Verder stuwde de hoge olieprijs de aandelen van oliemaatschappijen op. Exxon
Mobil won 1,8 procent, evenals de branchegenoot Chevron. De olieprijs steeg
vrijdag tot het recordniveau van bijna 128 dollar per vat.
"Er zijn voldoende aanwijzingen dat de economie een technische recessie kan
afwenden”, zei een Amerikaanse analist. Volgens hem profiteren met name
technologieaandelen van een eventueel herstel van de economie.
Dat werd ten dele zichbaar op de koersenborden. De softwareproducent
Oracle ging voorop met een winst van 3,5 procent. Maar ook Qualcomm (plus 1
procent), fabrikant van telecomapparatuur, profiteerde.

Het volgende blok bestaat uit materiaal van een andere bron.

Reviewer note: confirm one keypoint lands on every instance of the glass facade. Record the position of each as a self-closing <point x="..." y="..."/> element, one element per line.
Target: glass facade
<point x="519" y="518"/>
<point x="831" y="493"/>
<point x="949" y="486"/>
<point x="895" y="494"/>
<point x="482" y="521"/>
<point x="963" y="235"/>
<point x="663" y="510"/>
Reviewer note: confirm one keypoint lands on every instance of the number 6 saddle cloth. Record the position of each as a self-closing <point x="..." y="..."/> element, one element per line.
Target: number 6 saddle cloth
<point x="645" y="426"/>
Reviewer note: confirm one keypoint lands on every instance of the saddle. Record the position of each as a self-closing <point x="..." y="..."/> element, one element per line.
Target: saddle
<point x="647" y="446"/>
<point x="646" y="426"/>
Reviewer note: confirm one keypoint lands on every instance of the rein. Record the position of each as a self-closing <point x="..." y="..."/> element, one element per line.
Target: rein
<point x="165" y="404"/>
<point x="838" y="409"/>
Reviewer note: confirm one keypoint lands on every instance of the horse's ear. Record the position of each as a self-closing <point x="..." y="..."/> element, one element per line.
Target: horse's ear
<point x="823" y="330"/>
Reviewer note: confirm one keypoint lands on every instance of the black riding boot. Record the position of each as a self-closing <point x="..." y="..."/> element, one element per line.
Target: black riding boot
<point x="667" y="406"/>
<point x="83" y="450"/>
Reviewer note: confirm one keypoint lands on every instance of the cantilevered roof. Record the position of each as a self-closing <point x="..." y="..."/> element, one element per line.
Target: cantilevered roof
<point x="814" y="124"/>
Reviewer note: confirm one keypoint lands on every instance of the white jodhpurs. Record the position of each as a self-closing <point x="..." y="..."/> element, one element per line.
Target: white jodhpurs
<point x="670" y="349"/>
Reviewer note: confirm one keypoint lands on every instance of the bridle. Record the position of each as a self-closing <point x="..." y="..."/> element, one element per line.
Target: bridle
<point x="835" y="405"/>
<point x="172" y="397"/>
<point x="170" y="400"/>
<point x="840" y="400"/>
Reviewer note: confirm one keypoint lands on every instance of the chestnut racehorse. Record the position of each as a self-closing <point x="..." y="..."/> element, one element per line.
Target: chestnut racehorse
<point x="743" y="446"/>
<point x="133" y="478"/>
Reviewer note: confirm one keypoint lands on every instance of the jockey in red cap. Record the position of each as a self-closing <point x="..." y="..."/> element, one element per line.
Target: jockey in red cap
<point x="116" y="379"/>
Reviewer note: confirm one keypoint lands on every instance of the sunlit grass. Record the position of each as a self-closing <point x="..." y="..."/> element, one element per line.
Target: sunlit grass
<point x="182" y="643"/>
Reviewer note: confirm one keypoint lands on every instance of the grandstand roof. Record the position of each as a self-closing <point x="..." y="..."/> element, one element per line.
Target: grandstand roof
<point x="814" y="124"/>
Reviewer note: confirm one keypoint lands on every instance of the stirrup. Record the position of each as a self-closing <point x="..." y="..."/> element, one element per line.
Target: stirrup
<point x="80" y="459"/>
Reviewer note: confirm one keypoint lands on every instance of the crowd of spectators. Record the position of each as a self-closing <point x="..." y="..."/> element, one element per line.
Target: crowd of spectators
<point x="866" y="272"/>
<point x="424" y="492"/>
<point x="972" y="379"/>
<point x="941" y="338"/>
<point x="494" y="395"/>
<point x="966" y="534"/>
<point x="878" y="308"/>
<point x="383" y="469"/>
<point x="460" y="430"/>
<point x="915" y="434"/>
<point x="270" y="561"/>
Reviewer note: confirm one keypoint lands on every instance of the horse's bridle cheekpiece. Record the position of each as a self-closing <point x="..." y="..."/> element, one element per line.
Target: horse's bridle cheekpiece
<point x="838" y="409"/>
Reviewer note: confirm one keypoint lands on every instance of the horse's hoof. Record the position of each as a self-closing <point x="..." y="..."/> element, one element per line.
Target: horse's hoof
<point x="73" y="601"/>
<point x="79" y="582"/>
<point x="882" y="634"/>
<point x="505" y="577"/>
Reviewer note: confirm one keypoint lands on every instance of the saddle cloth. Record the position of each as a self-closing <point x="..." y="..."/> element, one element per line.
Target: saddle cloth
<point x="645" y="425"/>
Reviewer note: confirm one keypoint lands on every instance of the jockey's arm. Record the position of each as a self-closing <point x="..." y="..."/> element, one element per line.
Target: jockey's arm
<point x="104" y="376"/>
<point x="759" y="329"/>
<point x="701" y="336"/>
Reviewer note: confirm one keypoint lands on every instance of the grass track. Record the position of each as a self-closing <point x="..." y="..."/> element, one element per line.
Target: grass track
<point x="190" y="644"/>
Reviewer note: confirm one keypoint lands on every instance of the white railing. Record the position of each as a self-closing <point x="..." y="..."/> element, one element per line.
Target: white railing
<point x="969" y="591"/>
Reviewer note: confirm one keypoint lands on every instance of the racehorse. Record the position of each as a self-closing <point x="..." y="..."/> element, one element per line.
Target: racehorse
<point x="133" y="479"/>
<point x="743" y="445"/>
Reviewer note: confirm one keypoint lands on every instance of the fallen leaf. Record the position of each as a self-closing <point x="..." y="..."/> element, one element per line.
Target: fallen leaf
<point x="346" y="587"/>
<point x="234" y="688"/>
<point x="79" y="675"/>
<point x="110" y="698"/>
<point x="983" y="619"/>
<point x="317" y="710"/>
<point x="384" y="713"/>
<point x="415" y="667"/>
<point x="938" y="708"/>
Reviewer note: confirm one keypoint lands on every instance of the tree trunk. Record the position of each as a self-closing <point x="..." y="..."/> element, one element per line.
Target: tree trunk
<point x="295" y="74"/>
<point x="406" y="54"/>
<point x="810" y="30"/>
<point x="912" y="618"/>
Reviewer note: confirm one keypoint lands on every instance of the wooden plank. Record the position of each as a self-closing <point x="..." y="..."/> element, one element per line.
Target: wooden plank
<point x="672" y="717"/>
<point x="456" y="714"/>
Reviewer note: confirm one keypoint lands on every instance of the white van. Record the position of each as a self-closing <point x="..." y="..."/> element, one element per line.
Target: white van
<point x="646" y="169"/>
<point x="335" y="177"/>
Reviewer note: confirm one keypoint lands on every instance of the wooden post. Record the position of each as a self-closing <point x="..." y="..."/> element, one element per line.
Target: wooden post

Tegelijkertijd raakten enkele andere technologieaandelen in onmin. Zo verloren
computerbedrijf Apple (min 2,1 procent) en softwaregigant Microsoft (min 1,8
procent) terrein. Het technologiebedrijf Research in Motion daalde 2 procent.
Een winstwaarschuwing van Lowe's viel slecht bij beleggers. Het aandeel
werd 2,6 procent lager gezet. De op een na grootste doe-het-zelfketen in de
Verenigde Staten boekte bovendien een lagere winst in het afgelopen kwartaal.
Yahoo! won 0,1 procent. Microsoft maakte zondagavond bekend weer met het
internetbedrijf te praten, zonder op een volledige overname uit te zijn. De
koers van het internetbedrijf Amazon maakte een sprong van bijna 8 procent.
Dat volgde op een positief rapport van analisten van zakenbank Goldman Sachs.
Binnen de Dow-Jonesindex waren vliegtuigbouwer Boeing en
aluminiumproducent Alcoa grote winnaars met koersstijgingen van
respectievelijk 2,2 en 3,3 procent. Belangrijke dalers waren de
doe-het-zelfketen Home Depot (min 0,8 procent) en het detailhandelsconcern
Wal-Mart (min 1,1 procent).
In de New Yorkse valutahandel noteerde de euro op 1,55 dollar, tegen 1,5510
dollar aan het einde van de Europese beurshandel.